As we all know, our country is in the midst of a major economic crisis.  And we’re all feeling the effects.  …

And folks are feeling it at the workplace.  Because right now, thousands of women across the country don’t have family leave at their jobs.  And those who do can’t afford to take it because it’s not paid.  And 22 million working women don’t have a single paid sick day.

That’s just unacceptable.  Families shouldn’t be punished because someone gets sick or has an emergency.

This is from the employee perspective, but Obama’s cause has direct implications for small and midsize business leaders.  Morra Aarons-Mele, a graduate student specializing in women and leadership, framed this exceptionally well recently on The Huffington Post,

Why should we care about “work life” issues when our savings and retirement funds are literally halving by the day?  Because “work life,” as nondescript as it may sound, is the stuff that keeps American families afloat.  Work life refers to issues ranging from sick leave to health care to early education and child care.  It also encompasses flexibility and better work-life balance, which have strong effects on companies’ bottom lines and employee productivity.

So what would organizations’ employee engagement activities geared toward helping workers achieve a more harmonious balance look like – ideally – four or eight years from now?  Obama hinted at this during a plenary address she gave at our annual small business leadership conference two years ago, when she spoke about creating relationships between businesses and the community.

Community organizing didn’t just help Barack become President-Elect; it has also helped his wife use resources at her present employer, the University of Chicago (and later its Hospitals) to transcend both entities from simply a “name” in their neighborhood to a visible, tangible source of inspiration and assistance.

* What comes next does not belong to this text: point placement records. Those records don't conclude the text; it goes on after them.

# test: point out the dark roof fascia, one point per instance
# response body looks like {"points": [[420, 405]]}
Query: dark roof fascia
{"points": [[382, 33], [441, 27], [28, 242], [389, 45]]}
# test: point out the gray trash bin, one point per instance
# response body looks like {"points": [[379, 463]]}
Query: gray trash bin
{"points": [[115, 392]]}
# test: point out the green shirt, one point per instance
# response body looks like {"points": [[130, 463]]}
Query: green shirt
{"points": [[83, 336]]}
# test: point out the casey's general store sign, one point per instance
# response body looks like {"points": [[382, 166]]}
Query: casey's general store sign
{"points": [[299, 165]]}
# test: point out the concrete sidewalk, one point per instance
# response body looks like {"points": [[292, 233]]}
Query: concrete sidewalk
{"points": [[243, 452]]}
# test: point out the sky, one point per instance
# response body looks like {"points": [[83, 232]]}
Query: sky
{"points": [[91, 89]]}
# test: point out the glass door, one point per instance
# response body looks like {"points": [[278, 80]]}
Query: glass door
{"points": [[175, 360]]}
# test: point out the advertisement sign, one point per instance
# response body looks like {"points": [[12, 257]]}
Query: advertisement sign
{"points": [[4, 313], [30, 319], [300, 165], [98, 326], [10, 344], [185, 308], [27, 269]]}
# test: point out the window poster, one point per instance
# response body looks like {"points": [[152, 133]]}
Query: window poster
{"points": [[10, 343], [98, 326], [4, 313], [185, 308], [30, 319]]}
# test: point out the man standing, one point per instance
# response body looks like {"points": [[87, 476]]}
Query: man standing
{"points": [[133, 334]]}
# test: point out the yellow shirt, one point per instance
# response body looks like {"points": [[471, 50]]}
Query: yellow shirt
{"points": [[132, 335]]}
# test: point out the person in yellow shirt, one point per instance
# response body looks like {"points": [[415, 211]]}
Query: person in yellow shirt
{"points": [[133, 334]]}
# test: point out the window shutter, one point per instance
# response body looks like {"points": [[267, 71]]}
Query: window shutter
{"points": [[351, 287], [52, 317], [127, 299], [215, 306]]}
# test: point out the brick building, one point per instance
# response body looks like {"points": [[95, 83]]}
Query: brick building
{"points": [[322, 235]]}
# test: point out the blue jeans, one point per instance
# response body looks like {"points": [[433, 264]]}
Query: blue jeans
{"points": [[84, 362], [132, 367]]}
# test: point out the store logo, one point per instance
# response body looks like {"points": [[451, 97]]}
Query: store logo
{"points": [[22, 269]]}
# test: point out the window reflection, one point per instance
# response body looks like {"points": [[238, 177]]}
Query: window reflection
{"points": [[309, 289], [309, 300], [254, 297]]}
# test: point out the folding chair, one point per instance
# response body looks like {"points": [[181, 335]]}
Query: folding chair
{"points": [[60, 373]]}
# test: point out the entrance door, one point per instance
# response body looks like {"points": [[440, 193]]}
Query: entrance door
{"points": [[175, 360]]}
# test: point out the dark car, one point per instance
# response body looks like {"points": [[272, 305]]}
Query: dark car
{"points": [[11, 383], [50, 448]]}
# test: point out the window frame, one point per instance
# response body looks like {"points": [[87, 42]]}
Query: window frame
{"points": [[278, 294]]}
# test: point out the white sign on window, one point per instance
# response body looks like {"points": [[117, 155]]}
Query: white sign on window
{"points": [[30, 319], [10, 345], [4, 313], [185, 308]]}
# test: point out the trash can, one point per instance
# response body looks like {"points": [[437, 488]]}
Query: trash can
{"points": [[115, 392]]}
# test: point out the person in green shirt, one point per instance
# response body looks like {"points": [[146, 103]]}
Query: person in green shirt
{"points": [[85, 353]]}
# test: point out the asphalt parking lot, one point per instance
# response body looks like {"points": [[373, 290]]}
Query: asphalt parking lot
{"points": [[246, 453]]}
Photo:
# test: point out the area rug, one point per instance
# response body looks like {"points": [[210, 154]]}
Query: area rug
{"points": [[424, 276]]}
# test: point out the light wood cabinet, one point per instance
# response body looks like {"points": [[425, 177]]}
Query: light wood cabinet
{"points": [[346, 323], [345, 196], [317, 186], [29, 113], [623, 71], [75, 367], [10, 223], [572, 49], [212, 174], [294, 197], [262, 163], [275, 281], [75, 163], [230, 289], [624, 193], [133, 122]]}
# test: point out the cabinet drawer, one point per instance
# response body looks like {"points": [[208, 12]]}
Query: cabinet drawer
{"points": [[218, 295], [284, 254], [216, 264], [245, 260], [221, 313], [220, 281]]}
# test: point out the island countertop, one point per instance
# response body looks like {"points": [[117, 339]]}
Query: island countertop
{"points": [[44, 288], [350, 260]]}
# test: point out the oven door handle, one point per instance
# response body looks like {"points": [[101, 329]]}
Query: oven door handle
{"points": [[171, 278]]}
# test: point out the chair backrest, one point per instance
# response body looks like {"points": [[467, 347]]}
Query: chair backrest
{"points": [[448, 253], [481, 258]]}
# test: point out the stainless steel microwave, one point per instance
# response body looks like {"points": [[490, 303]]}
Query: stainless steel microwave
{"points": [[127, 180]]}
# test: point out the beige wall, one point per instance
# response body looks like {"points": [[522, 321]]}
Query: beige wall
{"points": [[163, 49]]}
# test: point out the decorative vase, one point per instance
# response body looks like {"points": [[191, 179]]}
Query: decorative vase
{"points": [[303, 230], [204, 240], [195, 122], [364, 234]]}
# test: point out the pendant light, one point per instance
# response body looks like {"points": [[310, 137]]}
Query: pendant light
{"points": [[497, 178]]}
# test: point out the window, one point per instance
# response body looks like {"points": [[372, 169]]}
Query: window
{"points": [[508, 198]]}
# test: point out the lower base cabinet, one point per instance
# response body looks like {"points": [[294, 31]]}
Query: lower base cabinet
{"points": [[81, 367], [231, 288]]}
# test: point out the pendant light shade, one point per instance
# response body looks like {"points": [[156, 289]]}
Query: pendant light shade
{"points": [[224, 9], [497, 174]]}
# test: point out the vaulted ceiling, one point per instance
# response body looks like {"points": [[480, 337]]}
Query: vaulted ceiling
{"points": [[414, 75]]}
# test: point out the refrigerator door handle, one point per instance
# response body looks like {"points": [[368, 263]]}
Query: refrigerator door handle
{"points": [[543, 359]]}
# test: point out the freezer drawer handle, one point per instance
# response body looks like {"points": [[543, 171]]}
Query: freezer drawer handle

As we spelled out in our article summarizing her remarks at our event, Obama pointed to the creation of such initiatives as school “Principal-For-A-Day” and community fitness programs as ways to not only bring the University’s and Hospitals’ employees out in the open, but to better connect their passions to their work.

This model has been readily adopted, to great effect, by some of the firms we’ve since honored as Top Small Workplaces.  For instance, 2008 winner The Redwoods Group, an insurance provider for YMCAs and Jewish Community Organizations that’s based in North Carolina, requires its 100 employees to volunteer 40 hours of service annually to nonprofits.  A condition of their employment, the company argues this has contributed directly to their steady employee growth (27% over the last two years) – including the ability to recruit cost effectively – and industry-low turnover (less than 6% on average the last two years).

So one plausible – again, ideal – work/life balance scenario is the government serving an encouraging, perhaps advisory role in helping small business leaders adjust their employee engagement best practices so employees can focus their passions on helping their communities, while at the same time benefitting the organization through enhanced workplace team building and lower rates of absenteeism and presenteeism.

Do you concur?  Or do you see Obama’s work/life-related efforts playing out differently?